A TALENT FOR CREATING DURABILITY AND FUNCTIONALITY
Article by Meghan Smith / Photography by Tomasz Szumski
The sign on the building may say “shoe repair” but Brian Shelly’s business goes far beyond just that. From boots to belts, purses to hockey gloves, and goalie pads to tonneau covers, if the item can fit on Shelly’s sewing machine, there’s a high probability he can and will find a way to repair it.
Shelly began his trade in shoe repair and leatherwork at the age of 13, working with his second cousin, after school and on weekends in his hometown of Perth. The work kept him busy through high school but in summers, he would visit his father in Muskoka. When he finished his carpentry program at Algonquin College, he permanently relocated to Bracebridge.
“I’ve always loved it, here, and always knew I was going to move up once I was ready,” says Shelly. “In the 90s, work in carpentry was scarce and I had a young family. I needed to find something else to do.”
Shelly stopped into the shop and met with the previous owner, who was looking for support. He wanted to have time away from the shop and wanted to open a second store in Orillia. Shelly started working two days a week and soon after, he took over operating the Bracebridge location.
When Shelly purchased the shoe repair shop in June of 1999, he had already been operating the storefront for seven years. The most common repair he completes now is gluing but the business when Shelly first became involved was focussed on men’s dress shoes and ladies’ lifts for pumps.
“You don’t see much of that at all anymore,” comments Shelly. “I hear so often ‘but I spent $100 on that pair of shoes.’ In 1979, I could get you a top-of-the-line pair of men’s Dack’s for $99.95. If you do the math, with inflation, you should be spending about $500 for a pair of decent shoes today. It’s a different market now.”
For everything from cars to appliances to clothing, “they don’t make things the way they used to” is an adage heard throughout the western world. For Shelly, the saying hits home.

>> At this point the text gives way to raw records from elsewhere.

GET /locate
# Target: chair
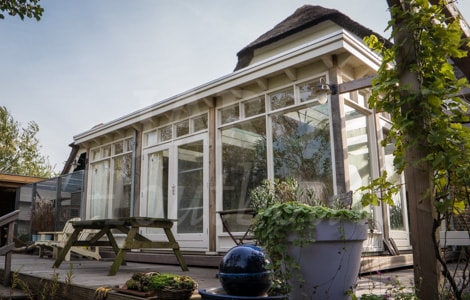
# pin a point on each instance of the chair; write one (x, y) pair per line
(60, 238)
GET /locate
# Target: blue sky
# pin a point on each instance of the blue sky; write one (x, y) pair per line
(89, 62)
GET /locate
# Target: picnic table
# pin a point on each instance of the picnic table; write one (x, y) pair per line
(134, 240)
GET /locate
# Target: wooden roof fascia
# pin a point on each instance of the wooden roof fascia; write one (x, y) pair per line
(14, 181)
(314, 49)
(262, 83)
(291, 73)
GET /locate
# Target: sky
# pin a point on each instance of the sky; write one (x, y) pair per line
(89, 62)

“In my father’s generation, every small town had a shoe repair but there’s not many of us left anymore,” explains Shelly. “It’s difficult in this business. You can’t give someone a manual and throw them in a store like this. It takes a lot of training to understand what you’re trying to do and properly operate the machinery.”
The key to many projects is whether or not the item will fit on a treadle sewing machine – a machine operated with a foot pedal, much like an electric sewing machine but bigger. A treadle is operated by pressing down on its pedal with one or both feet, causing a rocking motion. Treadles were once used extensively in creating clothing and textiles, powering spinning wheels, looms and sewing machines.
“My general rule of thumb is to bring it in and let me see it,” says Shelly. “If I can see it, I’ll know if I can do anything for you or not.”
Shelly’s skill goes over and above repairs, and incorporates crafting items from scratch, such as axe head covers, knife sheaths and half chaps for motorcyclists or equestrians. Custom leatherwork and specialty projects require a more significant investment of time. Shelly spent several weeks through the winter working with inlays to create a custom pair of half chaps with red flame inlays to match his motorcycle, of course.
“Any time I’m making things like the half chaps or fixing boots or things, I’m using the treadle,” says Shelly. “It gives me the control and the power I need to get through the leather. But it’s slow and it takes time. A custom project takes a while. Once you have a pattern created, it makes it easier but it takes a long time to get them right.”
Large and difficult projects do not stop Shelly from doing his utmost to provide the best customer service, and an exceptional product. Of particular note was re-lining the pockets of an old pool table with leather. Having to bend the leather, a tough leather in order to withstand the pool balls slamming against it, made the project particularly difficult.
“I like taking something that doesn’t look very good when it comes in and fixing it,” shares Shelly. “I like making it look good and having people get more time out of it. But one project can take the time to look after 10 other projects, depending on what they are. I have what I call my February projects that I simply will not do until I can concentrate on them. If I’m rushed, I won’t do a good job.”
Selecting materials for a repair or custom project are just as significant as what tools will be used. While leather is available in various weights and finishes, Shelly prefers to work with cow hides as they are stronger and more economical. Shelly’s preference does not preclude his work with different mat-erials. However, when clients make special requests, he asks for them to bring him the material and he will complete the work.
“I’m pretty picky about what I bring in,” comments Shelly. “But if they bring the material to me, they’re selecting the product they want and we can work from there. They still get to be the creative director and get what they’ve imagined.”
In Bracebridge, a young man in a wheelchair could not stop the material bags, hanging on his wheelchair, from being damaged. They simply could not hold up to their use. Shelly crafted leather ones instead to last longer and provide better functionality for the young man.
“That’s pretty satisfying when a project comes together well,” shares Shelly.
Shelly’s passion is creating items that are durable and will continue to work for the person who needs them.